Transitar un domingo por la avenida Francisco de Miranda
a la altura de Chacao, cuando la mayoría de los locales
comerciales están cerrados, puede ser casi como una visita
a una galería urbana. Y es que son pocas las tiendas
de esta concurrida vía las que se salvan de no tener
un graffiti con una firma o "tag" en sus santamarías.
Esta situación se repite en avenidas como la Luis Roche
de Altamira, Andrés Galarraga, Libertador; Rómulo
Gallegos y también a lo largo de las autopistas y vías
expresas como la Valle-Coche, Prados del Este y la Cota Mil.

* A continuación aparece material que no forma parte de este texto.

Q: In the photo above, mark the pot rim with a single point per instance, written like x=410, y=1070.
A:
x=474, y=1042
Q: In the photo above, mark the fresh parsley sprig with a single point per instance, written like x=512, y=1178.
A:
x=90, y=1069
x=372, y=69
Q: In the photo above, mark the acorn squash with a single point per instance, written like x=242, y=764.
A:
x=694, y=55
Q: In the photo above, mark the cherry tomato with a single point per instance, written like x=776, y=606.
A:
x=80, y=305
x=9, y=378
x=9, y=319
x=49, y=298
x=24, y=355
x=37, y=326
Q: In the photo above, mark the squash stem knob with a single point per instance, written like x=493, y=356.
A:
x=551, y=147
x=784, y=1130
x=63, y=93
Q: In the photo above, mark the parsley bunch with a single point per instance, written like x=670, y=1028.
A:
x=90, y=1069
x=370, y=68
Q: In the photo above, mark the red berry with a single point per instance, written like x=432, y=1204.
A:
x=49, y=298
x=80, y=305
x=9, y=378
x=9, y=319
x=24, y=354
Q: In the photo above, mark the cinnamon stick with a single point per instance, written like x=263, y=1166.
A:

La razón: los graffiteros siempre buscan los lugares
más visibles y transitados para que sus pintas sean observadas
y reconocidas.
"En las transversales no vale la pena gastar pintura, porque
allí no se ve tanto como en una autopista", cuenta Rose,
un joven graffitero que lleva 5 años dejando su firma
en varios sectores de la capital.
En cuanto a sectores, entre el este y el oeste hay una clara
diferencia para los graffiteros. "En el este hay más
gente que pinta, porque hacia el oeste existen muchos más
barrios y cualquier pinta se puede tomar como personal", dice
Rose.
Asimismo, apunta que hacia el este es más común
ver graffitis ilegales y con "tags", mientras que en el oeste
predominan las composiciones ideológicas en murales y
lo artístico. "Los Ruices es quizá la zona más
rayada y hacia el centro no vale mucho la pena, por que los
borran más".
Entre vecinos y comerciantes el tema genera discrepancias.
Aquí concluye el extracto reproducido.